Amis américains, pardonnez-moi, mais vos producteurs ciné et télé sont vraiment cons, parce qu’en tant que spectateurs, vous êtes cons vous-mêmes. Voilà, c’est dit.
David Fincher, le réalisateur d’Alien³ et de Se7en (pour ne citer que ça) vient de signer avec HBO pour adapter la série anglaise Utopia créée par Channel 4.
Qu’un producteur américain recrée une série ou un film européen de langue non anglaise, je peux le comprendre, car il y a à minimum une langue à traduire, au maximum une transposition culturelle à effectuer. Même si le résultat est rarement probant, on peut accepter que –commercialement au moins– la démarche ait un intérêt.
Mais là où vraiment je trouve l’idée stupide, c’est d’adapter une série telle qu’Utopia.
Utopia, créée par Dennis Kelly et diffusée cette année sur Channel 4, est une série racontant les péripéties d’un groupe de personnes en possession d’un manuscrit du tome deux d’une bédé culte. Cet exemplaire, non publié, est censé prédire le pire désastre du siècle. Et ce groupe disparate découvre assez vite qu’il est devenu la cible d’une organisation secrète uniquement connue sous le nom de « Network ».
Scénario anxiogène, personnages glauques (oui, tous), mise en scène remarquable, parti-prit esthétique osé, acteurs irréprochables. Tout a fait de la saison une d’Utopia un objet télévisuel à la fois à part du reste de la production actuelle (bien que l’on puisse la mettre en parallèle de Sherlock sur certains aspects), et sans aucun doute une des meilleures surprises pour l’amateur blasé que je suis.
Alors pourquoi refaire ce qui touche déjà au presque sublime ? C’est là que ma compréhension de la mentalité nordaméricaine touche à ses limites. Je peux trouver des éléments d’explication ; tout simplement le spectateur lambda etasunien ne fonctionne, semble-t-il, que sur une codification stricte.
Essayez de mener l’expérience suivante : repassez-vous (mentalement ou, si vous avez le courage, réellement) une mosaïque d’images de séries américaines des cinq ou dix dernières années, tout genre confondu. Vous constaterez l’homogénéité de l’image type d’une série made in USA. Le cadrage, la lumière, la mise en scène, le jeu et le choix des acteurs.

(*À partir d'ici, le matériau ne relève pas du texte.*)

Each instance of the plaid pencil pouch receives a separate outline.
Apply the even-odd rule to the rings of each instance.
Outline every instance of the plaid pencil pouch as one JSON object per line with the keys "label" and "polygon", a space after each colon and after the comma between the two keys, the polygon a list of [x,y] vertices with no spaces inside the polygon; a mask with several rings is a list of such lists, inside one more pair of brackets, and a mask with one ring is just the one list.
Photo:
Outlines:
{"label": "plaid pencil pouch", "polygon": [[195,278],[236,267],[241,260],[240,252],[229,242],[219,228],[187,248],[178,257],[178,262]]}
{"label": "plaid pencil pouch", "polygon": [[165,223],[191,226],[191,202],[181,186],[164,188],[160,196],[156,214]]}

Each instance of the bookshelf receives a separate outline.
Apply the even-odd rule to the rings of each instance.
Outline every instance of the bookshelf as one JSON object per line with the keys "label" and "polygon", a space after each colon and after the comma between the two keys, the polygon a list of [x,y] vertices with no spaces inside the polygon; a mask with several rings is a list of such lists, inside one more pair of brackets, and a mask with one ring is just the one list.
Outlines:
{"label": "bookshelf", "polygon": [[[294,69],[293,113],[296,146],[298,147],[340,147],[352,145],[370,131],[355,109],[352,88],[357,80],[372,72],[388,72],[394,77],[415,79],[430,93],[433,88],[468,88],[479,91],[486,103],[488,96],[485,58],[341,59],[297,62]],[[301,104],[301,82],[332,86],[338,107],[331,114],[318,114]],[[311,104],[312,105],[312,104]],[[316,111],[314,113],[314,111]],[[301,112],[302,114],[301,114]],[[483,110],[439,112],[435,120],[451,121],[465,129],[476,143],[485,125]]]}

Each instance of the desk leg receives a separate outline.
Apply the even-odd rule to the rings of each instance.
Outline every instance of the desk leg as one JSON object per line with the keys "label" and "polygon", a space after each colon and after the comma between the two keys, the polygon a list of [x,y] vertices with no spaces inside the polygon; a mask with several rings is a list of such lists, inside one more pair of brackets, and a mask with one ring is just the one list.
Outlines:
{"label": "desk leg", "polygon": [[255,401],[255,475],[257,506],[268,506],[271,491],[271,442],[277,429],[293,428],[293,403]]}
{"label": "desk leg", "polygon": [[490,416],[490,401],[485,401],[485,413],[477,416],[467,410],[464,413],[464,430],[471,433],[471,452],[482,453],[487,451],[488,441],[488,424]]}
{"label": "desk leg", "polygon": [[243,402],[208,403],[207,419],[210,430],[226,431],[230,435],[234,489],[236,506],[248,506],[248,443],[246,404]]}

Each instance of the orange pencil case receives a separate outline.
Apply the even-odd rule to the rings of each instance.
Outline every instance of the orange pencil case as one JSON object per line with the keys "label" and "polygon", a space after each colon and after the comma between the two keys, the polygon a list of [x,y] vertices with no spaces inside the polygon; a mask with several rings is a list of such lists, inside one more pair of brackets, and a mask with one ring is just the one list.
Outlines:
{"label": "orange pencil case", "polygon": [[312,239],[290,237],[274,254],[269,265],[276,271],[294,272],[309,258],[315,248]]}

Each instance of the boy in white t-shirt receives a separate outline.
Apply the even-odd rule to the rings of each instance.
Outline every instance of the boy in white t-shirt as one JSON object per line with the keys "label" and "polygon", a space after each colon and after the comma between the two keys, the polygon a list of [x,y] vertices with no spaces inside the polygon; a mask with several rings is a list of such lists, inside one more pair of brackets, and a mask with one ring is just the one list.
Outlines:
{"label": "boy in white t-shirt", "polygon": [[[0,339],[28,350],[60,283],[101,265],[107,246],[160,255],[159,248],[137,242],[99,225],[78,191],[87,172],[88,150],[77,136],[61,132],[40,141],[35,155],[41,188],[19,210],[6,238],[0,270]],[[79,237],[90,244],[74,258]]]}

Tout est archi-charté.
Il est donc dans la logique d’un tel écosystème que la tentative de transfert d’une série européenne se passe sous la forme d’une assimilation, comme le fait un virus qui phagocyte une cellule pour en faire une autre cellule virale.

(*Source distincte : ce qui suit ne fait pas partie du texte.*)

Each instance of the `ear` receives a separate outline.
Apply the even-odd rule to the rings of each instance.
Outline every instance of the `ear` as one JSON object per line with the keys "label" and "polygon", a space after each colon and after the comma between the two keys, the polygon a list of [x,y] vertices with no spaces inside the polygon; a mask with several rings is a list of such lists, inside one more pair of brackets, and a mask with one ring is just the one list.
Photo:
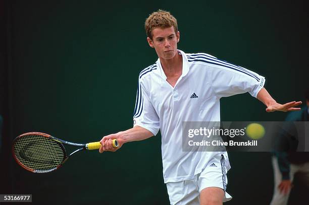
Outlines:
{"label": "ear", "polygon": [[152,40],[148,37],[147,37],[147,42],[148,42],[148,44],[149,44],[149,46],[150,47],[151,47],[151,48],[154,48],[154,47],[153,46],[153,42],[152,41]]}

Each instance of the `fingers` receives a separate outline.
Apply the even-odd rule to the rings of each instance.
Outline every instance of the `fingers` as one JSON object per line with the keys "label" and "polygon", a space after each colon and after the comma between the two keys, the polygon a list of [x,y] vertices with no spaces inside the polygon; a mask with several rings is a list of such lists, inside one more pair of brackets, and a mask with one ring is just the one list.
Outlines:
{"label": "fingers", "polygon": [[113,146],[113,139],[116,139],[114,134],[110,134],[104,136],[100,141],[101,147],[99,149],[99,152],[102,153],[105,151],[115,152],[117,149]]}
{"label": "fingers", "polygon": [[284,105],[283,105],[283,106],[286,108],[289,108],[290,107],[296,107],[297,106],[301,105],[301,103],[302,103],[301,101],[292,101],[290,102],[289,103],[285,103]]}

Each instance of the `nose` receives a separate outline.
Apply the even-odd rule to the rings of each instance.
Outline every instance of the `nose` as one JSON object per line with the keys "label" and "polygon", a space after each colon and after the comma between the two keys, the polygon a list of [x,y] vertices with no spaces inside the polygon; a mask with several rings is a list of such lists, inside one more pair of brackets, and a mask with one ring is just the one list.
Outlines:
{"label": "nose", "polygon": [[164,42],[164,46],[166,48],[168,48],[171,46],[171,44],[170,44],[170,42],[168,39],[166,39]]}

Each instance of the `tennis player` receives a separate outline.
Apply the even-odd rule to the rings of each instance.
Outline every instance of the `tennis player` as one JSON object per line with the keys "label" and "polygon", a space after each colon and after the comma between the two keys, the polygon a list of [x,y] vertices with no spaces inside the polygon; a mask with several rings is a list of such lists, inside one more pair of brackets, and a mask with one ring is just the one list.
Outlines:
{"label": "tennis player", "polygon": [[132,128],[104,136],[100,153],[162,134],[163,176],[171,204],[221,204],[230,168],[226,152],[182,152],[184,121],[220,121],[220,99],[248,92],[267,112],[298,110],[301,102],[278,103],[264,88],[264,77],[206,53],[177,49],[176,19],[159,10],[145,23],[147,41],[159,57],[139,74]]}

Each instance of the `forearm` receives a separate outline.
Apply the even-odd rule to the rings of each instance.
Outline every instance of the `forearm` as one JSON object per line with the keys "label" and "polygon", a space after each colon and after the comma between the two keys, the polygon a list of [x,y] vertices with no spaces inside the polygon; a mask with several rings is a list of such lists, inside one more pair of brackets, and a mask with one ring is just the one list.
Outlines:
{"label": "forearm", "polygon": [[266,106],[269,106],[272,103],[276,103],[276,100],[272,97],[265,88],[261,89],[258,93],[256,98],[264,103]]}
{"label": "forearm", "polygon": [[117,134],[119,135],[119,138],[122,140],[124,144],[146,140],[153,135],[148,129],[139,126],[135,126],[131,129],[120,131]]}

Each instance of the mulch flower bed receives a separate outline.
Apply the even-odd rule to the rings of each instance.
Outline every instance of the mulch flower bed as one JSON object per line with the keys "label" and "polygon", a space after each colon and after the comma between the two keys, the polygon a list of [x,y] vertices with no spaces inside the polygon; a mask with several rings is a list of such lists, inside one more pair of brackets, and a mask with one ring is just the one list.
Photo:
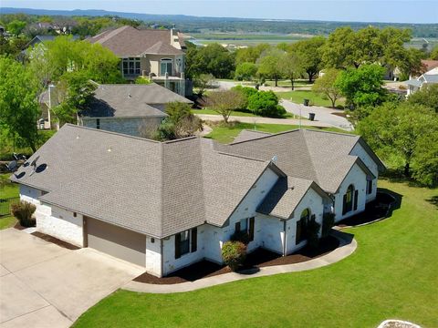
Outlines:
{"label": "mulch flower bed", "polygon": [[[336,250],[339,246],[339,241],[333,236],[328,236],[320,241],[319,246],[316,250],[312,250],[306,246],[297,252],[287,256],[281,256],[270,251],[260,248],[247,255],[245,263],[242,268],[242,272],[243,273],[245,273],[246,271],[254,270],[256,272],[257,268],[303,262],[327,254],[328,252]],[[231,270],[227,266],[219,265],[217,263],[203,260],[188,267],[178,270],[167,277],[158,278],[145,272],[135,278],[134,282],[153,284],[174,284],[194,282],[198,279],[228,272],[231,272]]]}
{"label": "mulch flower bed", "polygon": [[378,192],[376,199],[366,205],[363,212],[342,220],[337,225],[341,228],[352,227],[384,219],[386,218],[389,207],[394,201],[394,198],[390,194]]}
{"label": "mulch flower bed", "polygon": [[60,246],[62,248],[66,248],[68,250],[76,251],[76,250],[78,250],[80,248],[80,247],[72,245],[69,242],[58,240],[57,238],[47,235],[46,233],[35,231],[35,232],[32,232],[31,234],[36,236],[36,237],[41,238],[42,240],[44,240],[46,241],[52,242],[54,244],[57,244],[57,246]]}

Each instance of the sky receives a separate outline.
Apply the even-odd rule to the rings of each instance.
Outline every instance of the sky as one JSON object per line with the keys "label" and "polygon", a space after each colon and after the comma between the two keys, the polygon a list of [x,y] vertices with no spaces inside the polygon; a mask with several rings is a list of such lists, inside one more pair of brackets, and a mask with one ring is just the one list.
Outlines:
{"label": "sky", "polygon": [[0,0],[0,6],[215,17],[438,23],[438,0]]}

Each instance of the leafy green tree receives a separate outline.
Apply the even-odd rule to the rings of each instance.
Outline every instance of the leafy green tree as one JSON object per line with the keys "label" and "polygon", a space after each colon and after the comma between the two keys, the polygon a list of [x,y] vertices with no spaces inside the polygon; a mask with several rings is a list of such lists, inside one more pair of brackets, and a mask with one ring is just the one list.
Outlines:
{"label": "leafy green tree", "polygon": [[341,96],[342,92],[338,87],[336,80],[339,75],[339,71],[336,68],[328,68],[324,71],[324,75],[318,77],[312,87],[312,90],[316,93],[324,95],[331,101],[331,107],[336,107],[336,100]]}
{"label": "leafy green tree", "polygon": [[14,20],[7,25],[7,31],[13,34],[14,36],[18,36],[21,32],[25,29],[27,24],[23,21]]}
{"label": "leafy green tree", "polygon": [[308,77],[308,81],[313,78],[322,68],[322,46],[326,39],[322,36],[315,36],[308,40],[298,41],[291,45],[290,52],[296,52],[302,60],[302,67]]}
{"label": "leafy green tree", "polygon": [[258,61],[257,73],[265,78],[276,81],[276,87],[278,86],[278,79],[283,74],[282,60],[284,51],[277,48],[267,50]]}
{"label": "leafy green tree", "polygon": [[248,109],[256,115],[282,118],[286,109],[278,105],[278,97],[272,91],[258,91],[248,98]]}
{"label": "leafy green tree", "polygon": [[432,108],[438,113],[438,84],[425,84],[408,97],[408,103]]}
{"label": "leafy green tree", "polygon": [[172,140],[193,136],[203,129],[203,122],[192,112],[188,104],[172,102],[166,106],[168,117],[158,128],[159,140]]}
{"label": "leafy green tree", "polygon": [[[428,167],[431,162],[435,165],[434,161],[424,159],[436,153],[435,145],[427,146],[438,134],[438,117],[433,109],[416,104],[385,103],[360,121],[357,131],[382,159],[400,158],[406,177],[413,173],[423,183],[435,179],[431,176],[436,171],[431,172]],[[431,137],[423,139],[423,136]],[[430,152],[424,146],[431,148]]]}
{"label": "leafy green tree", "polygon": [[292,90],[294,89],[294,81],[304,73],[304,60],[299,53],[290,52],[283,55],[283,60],[280,63],[283,76],[290,80]]}
{"label": "leafy green tree", "polygon": [[78,114],[87,108],[96,87],[84,71],[68,72],[61,77],[57,85],[59,105],[52,108],[60,126],[77,122]]}
{"label": "leafy green tree", "polygon": [[435,46],[431,51],[429,57],[433,60],[438,60],[438,46]]}
{"label": "leafy green tree", "polygon": [[334,86],[353,108],[378,106],[387,97],[387,91],[382,87],[384,73],[385,69],[379,65],[362,65],[358,69],[340,72]]}
{"label": "leafy green tree", "polygon": [[257,66],[254,63],[242,63],[235,67],[235,78],[236,80],[251,81],[257,74]]}
{"label": "leafy green tree", "polygon": [[209,108],[222,115],[225,124],[228,124],[233,110],[242,108],[244,102],[242,94],[235,90],[210,92],[206,101]]}
{"label": "leafy green tree", "polygon": [[186,68],[189,77],[212,74],[217,78],[229,78],[235,70],[235,56],[218,44],[187,51]]}
{"label": "leafy green tree", "polygon": [[0,127],[36,150],[39,105],[32,77],[10,58],[0,58]]}

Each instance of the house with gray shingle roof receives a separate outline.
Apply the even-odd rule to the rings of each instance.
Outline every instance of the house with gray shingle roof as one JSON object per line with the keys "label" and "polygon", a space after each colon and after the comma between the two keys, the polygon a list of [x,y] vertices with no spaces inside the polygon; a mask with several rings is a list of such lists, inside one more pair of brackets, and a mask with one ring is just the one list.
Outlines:
{"label": "house with gray shingle roof", "polygon": [[88,40],[102,45],[120,58],[121,74],[126,79],[142,76],[180,95],[191,94],[184,77],[186,46],[181,33],[125,26]]}
{"label": "house with gray shingle roof", "polygon": [[36,205],[39,231],[156,276],[222,263],[236,232],[248,251],[290,254],[308,220],[322,226],[326,213],[345,218],[375,198],[382,164],[357,136],[242,134],[230,145],[158,142],[67,124],[11,179]]}
{"label": "house with gray shingle roof", "polygon": [[142,129],[160,125],[171,102],[193,104],[156,83],[99,85],[88,108],[79,113],[78,124],[140,137]]}

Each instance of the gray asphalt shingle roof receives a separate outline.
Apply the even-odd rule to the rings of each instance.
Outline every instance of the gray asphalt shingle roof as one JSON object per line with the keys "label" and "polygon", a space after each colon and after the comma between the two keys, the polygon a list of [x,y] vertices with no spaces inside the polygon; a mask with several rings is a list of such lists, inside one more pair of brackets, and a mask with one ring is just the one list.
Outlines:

C’est une explication, mais pas une excuse. Car justement ce qui fait la force d’une série telle qu’Utopia (ou Real Human, ou Top of the Lake) c’est justement le fait qu’elle n’entre pas dans un carcan prédéterminé. Chaque épisode de cette série m’a emmené sur un chemin inconnu ; impossible de savoir qui va faire quoi, qui va trahir qui, qui va mourir, à quel moment le scénario va pirouetter dans une direction inattendue. Et c’est en grande partie ce que j’ai adoré.
Mais lorsque j’essaye d’imaginer la version américaine de cette série, je m’attend à retrouver une ou deux têtes connues dans un des rôles principaux, une musique conventionnée, une lumière made in L.A., un cadre digne du premier tâcheron sorti d’école, et très certainement un scénario largement allégé de toutes les sous-trames et complications psychologiques qu’un amateur de burger aurait du mal à suivre.

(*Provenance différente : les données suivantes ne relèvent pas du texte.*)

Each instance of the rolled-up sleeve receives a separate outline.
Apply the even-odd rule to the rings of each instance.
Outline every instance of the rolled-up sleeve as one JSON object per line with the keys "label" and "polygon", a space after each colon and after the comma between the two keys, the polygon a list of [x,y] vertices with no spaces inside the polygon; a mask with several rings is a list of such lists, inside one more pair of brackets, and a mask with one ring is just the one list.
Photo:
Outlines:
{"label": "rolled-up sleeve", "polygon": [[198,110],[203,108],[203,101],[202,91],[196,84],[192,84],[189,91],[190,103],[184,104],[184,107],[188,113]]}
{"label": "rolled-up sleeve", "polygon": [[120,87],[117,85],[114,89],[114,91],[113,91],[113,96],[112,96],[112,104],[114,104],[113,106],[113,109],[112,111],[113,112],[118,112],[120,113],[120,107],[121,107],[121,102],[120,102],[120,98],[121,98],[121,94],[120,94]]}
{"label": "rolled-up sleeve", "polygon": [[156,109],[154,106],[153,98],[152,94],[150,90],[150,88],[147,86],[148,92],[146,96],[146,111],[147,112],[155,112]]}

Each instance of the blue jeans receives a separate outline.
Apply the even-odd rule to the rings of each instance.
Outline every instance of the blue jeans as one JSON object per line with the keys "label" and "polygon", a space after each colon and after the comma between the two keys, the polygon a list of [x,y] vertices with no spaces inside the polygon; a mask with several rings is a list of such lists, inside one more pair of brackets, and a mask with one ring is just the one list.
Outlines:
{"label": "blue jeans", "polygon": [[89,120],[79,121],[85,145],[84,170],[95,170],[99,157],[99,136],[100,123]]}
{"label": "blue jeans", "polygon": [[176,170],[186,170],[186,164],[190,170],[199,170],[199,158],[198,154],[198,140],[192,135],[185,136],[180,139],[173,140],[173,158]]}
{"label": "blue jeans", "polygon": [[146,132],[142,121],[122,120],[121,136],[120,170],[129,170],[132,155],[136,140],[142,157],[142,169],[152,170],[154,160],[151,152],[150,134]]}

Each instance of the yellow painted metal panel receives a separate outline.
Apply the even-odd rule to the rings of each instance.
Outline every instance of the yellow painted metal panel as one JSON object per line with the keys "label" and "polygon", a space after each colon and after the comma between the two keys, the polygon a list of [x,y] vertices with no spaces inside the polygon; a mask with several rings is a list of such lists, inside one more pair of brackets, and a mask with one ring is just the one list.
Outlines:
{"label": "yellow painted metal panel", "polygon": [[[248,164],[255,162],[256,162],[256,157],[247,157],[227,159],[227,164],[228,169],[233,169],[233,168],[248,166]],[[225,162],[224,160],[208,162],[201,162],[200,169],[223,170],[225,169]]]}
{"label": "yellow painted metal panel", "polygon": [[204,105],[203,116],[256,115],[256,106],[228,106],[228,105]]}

On me tape sur l’épaule pour me signaler que j’aurai tendance à faire preuve d’un léger racisme. Toutes mes excuses aux hamburgers, j’ai oublié les hotdog et le cola.
Néanmoins, comprenez tout de même que je trouve ce protectionnisme phagocytaire tout à fait idiot. Et puis, après tout, ce n’est que mon avis…
Note du futurfu :
6 ans après ce billet, je m’auto-rassure. L’adaptation n’a jamais vue le jour. Ouf.
Note du futur +2 jours :
Raté. L’adaptation a bien été tournée. Fincher n’est pas au commandes. John Cusack joue le rôle principal. La photo essaye de ressembler à l’original avec plein de lens flares, et… c’est totalement raté.